Investing in REITs? These are the things you should be careful

Real estate investing has been an important part of financial planning for generations. However, due to its comparatively low returns and its liquidity in recent times, many new age investors are moving away from it.

REITs has come up with a great opportunity for such investors to invest in the real estate category.

REITs are mutual funds-like products through which investors can own income-generating assets such as commercial buildings and office spaces, which they cannot otherwise invest in. “For example, the investor may not have the ability to invest. 50 lakh in a space, he can still invest in the category through REITs,” said Pankaj Kapoor, Founder and Managing Director, Liasis Force.
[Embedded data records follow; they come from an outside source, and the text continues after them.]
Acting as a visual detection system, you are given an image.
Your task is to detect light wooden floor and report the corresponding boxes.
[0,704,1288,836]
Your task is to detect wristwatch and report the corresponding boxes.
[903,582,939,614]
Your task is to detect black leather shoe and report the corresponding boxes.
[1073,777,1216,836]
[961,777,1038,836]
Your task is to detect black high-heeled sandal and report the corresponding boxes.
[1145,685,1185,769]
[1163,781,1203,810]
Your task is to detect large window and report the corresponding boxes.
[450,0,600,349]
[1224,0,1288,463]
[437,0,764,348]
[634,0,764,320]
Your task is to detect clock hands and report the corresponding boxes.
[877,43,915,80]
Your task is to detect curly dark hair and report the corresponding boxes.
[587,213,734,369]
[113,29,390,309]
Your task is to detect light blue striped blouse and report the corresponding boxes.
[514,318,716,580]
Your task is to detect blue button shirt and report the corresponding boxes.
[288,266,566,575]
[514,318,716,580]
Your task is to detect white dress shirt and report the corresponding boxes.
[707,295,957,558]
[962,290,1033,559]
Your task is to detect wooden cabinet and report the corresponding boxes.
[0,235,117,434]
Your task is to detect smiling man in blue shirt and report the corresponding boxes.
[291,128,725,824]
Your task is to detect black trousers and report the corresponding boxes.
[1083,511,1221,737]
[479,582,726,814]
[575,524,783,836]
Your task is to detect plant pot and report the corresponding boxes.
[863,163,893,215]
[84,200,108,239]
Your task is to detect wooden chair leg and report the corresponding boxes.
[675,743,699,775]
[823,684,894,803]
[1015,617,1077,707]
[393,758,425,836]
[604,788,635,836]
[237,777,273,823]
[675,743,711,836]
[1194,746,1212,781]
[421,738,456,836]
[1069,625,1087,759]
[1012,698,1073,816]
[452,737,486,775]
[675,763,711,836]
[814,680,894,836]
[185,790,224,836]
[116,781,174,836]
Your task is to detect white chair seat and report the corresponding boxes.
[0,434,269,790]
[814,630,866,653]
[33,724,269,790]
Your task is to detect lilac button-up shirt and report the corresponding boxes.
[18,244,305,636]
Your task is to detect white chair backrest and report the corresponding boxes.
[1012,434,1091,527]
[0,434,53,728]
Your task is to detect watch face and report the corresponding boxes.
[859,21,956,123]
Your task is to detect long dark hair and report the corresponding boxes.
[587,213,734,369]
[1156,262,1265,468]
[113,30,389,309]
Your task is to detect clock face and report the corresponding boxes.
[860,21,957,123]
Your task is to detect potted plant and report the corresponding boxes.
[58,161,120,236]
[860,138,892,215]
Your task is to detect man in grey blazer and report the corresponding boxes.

Also, the liquidity factor is excellent.

Though it is a popular form of investment globally, it is still nascent in India. “So, the risk thus far is still unknown,” said Harsh Rungta, founder, Fee Only Investment Advisors LLP, a SEBI registered investment advisory firm.

If you are planning to invest in REITs then you should keep these two things in mind:

Rental income has been affected due to the pandemic: REITs is highly dependent on rental income. As such, residential spaces are low yielding assets, on the other hand, commercial spaces provide around 8% return, which is much better than FD returns, said Kapoor.

“But there are also risks. All investments are susceptible to macroeconomic factors. During the pandemic, many commercial offices were evacuated, office space was reduced. This has affected rental income and reduced returns. “

Do not take direct exposure in REITs: One should invest in REITs through index funds or a small portion of mutual funds and should not make direct investments in REITs. Rungta said that taking direct risk, especially since liquidity is yet to be proven, is not justified.